I have struggled with an internal battle for as long as I can remember. There are days I wake up and feel that I am just not enough for the world. That I just won’t measure up to the standards and obstacles that have been put in place for me to overcome. I feel that I’m not pretty enough, not soft enough, not kind enough. I pick at the things that I should be more of and compare myself to those around me, and I end up feeling like I just don’t belong.
On a completely opposite end, there are countless days where I feel that I am simply too much of everything. That I am too loud, too overwhelming, too much. I am naturally a very outgoing and loud person, so my instant reaction to a lot of things is just to scream or laugh -- loudly. On days like this, when a friend simply tells me to quiet down or listen more, I shrink into myself. I replay moments and question myself. Why can’t I be more gentle? Why can’t I be someone who sits still and enjoys the quiet?
So here I am. In a constant back and forth with myself. Weeks go by where I feel like I am overbearing and, for lack of a better word, extra. Then something happens and I’m thrown into a state of feeling like I’m unwanted and hard to love.
Sadly enough, I know I am not the only one that feels this way. I know that this fallen world- and the expectations for young women that have sprouted from it- are winning.
In 1 Peter 3:3, the Bible tells me beauty shouldn’t be defined by looks, but that it should be defined as a gentle and calm spirit. Does this mean I’m not doing it right? Does it mean I’m not beautiful? Absolutely not.
This past summer I read a book by Jess Connolly and Hayley Morgan called Wild and Free. This book appealed to me right away because of the cover, which said, “a hope-filled anthem for the woman who feels she is both too much and never enough.” If that isn’t a solid description of what I’ve been talking about throughout this whole article, I don’t know what is. I highly recommend reading it (this coming from someone who is not a fan of reading for fun). It taught me a whole lot, but this was my main take away from it:
In "Wild and Free," Jess Connolly says this:
“And the truth, dear friends, is this: Our standing has never wavered with our Father. Though the world has twisted what it means to be a daughter, His stance and His position toward us has absolutely stayed resolute. The world cannot dictate what it means to be treasured by our Father, but the love and relationship of our heavenly Father can heal and transcend the damage done here on earth.”

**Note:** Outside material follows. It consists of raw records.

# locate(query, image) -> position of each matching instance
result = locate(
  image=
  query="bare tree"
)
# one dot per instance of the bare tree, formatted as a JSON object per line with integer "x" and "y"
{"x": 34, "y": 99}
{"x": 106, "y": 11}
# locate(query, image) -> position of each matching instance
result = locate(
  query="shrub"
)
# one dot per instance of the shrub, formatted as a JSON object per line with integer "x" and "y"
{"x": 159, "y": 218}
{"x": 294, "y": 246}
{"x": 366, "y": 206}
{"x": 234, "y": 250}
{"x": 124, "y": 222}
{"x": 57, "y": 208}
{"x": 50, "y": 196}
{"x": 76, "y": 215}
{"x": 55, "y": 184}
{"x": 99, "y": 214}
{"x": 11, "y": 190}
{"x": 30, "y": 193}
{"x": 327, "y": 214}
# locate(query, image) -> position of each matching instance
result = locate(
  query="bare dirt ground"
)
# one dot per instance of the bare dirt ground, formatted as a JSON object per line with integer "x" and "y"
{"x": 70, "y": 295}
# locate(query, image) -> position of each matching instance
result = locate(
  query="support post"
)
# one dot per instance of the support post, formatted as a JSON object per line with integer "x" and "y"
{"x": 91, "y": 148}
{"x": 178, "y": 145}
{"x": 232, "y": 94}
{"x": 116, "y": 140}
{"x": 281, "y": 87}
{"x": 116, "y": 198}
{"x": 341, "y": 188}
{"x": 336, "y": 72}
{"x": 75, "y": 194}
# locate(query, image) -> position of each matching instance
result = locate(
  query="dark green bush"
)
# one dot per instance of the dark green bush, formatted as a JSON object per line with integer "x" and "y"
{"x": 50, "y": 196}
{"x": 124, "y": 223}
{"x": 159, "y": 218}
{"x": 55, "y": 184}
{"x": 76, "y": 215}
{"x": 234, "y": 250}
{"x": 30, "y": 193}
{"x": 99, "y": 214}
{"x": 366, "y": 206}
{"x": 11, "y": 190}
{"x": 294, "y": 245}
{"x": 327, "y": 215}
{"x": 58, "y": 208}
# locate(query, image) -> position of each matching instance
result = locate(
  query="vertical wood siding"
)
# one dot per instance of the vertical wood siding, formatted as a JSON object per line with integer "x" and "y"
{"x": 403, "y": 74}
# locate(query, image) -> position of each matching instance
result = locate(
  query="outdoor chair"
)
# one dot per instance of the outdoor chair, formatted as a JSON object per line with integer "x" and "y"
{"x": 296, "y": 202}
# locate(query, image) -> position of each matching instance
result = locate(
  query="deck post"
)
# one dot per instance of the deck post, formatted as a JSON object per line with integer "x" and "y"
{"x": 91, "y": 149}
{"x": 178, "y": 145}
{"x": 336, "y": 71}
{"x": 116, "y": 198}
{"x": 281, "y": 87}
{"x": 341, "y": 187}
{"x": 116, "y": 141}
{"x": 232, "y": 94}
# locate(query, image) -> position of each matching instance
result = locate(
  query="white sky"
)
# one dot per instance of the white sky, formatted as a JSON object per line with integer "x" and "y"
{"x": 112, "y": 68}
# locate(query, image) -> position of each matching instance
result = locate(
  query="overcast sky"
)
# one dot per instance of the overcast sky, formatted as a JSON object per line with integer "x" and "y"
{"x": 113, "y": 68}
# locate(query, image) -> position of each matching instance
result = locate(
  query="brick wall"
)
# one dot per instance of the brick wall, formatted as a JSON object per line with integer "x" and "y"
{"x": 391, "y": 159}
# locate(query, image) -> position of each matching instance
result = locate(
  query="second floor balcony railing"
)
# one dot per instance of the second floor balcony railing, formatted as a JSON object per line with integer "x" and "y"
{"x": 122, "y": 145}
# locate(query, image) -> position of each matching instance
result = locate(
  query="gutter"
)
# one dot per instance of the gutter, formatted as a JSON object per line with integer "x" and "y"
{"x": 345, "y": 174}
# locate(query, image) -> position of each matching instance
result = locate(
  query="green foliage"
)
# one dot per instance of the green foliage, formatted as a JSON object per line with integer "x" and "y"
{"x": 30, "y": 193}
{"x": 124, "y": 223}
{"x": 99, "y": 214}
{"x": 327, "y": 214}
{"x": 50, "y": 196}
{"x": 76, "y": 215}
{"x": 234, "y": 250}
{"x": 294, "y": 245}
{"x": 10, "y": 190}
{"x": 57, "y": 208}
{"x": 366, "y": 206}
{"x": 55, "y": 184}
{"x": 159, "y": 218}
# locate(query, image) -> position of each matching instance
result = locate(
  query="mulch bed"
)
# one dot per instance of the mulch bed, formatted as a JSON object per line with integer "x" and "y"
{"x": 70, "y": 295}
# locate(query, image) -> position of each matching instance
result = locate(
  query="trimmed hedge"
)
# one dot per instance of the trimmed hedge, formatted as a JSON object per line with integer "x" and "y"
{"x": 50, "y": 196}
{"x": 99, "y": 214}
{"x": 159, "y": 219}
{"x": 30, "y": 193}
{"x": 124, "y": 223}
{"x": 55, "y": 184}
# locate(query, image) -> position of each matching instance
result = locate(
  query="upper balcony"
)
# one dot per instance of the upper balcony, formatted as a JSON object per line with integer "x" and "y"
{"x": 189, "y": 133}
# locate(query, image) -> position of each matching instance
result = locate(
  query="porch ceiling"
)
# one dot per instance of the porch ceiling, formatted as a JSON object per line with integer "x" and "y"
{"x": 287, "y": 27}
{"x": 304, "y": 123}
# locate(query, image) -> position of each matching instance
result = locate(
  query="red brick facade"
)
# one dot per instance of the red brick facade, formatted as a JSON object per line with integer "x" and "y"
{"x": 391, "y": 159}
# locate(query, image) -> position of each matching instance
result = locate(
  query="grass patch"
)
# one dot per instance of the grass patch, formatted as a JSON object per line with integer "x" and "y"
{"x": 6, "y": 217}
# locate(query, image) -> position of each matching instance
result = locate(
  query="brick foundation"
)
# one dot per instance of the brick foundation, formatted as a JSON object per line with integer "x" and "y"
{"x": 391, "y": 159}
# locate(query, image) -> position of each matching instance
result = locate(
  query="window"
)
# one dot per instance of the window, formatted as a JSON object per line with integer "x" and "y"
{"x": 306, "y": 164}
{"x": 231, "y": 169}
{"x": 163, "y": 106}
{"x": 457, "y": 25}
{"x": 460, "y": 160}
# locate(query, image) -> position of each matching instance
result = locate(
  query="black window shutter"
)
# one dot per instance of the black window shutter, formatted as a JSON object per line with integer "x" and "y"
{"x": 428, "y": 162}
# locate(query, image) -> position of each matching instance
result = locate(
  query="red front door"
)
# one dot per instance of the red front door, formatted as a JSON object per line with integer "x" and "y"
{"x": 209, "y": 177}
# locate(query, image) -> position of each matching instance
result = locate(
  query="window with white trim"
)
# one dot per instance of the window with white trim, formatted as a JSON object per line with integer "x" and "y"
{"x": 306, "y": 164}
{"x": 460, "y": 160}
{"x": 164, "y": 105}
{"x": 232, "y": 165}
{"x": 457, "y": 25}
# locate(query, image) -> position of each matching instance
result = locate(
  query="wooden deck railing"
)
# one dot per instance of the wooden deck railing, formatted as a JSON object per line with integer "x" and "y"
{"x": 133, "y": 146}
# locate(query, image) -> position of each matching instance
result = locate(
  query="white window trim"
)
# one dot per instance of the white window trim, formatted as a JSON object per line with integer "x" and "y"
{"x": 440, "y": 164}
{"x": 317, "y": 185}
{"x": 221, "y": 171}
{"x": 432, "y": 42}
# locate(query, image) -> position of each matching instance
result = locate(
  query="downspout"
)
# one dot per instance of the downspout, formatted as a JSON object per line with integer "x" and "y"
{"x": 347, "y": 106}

The Lord does not change. We don’t have to conform to this world, we don’t even have to worry about the way it tells us to be, because we are known and loved by the Creator of it all. Please hear me when I say that you have been created in the Lord’s image, and that will always be enough. Psalm 139 says He literally formed you in your mother’s womb. That means that God knew you would be the one who always has to raise your hand in class. He knew you would be the one to always have a sassy comment, or the one who blushes every time a boy compliments you. And He loves you even more for it.
The beginning of "Wild and Free" has an anthem that I want to leave you with, and I encourage you to live by:
The world may tell us we’re too much and never enough
But we can walk wildly in who God created us to be
And rest freely in the work Jesus did for us.
We do not have to be confined or conformed by cultural expectations.
We are unchained from our past and unafraid of our future.
We choose compassion over comparison.
We love without condition, without reserve.
Our eyes are on God; we hold nothing back;
We run fast and strong; we do not hide our light.
We aren't wild and free for our sake alone;
Rather we sing life, hope, and truth over the world
With abandon- just as our God sings over us.
We are wild and free.
And we are poised to do mighty things, in Christ Alone.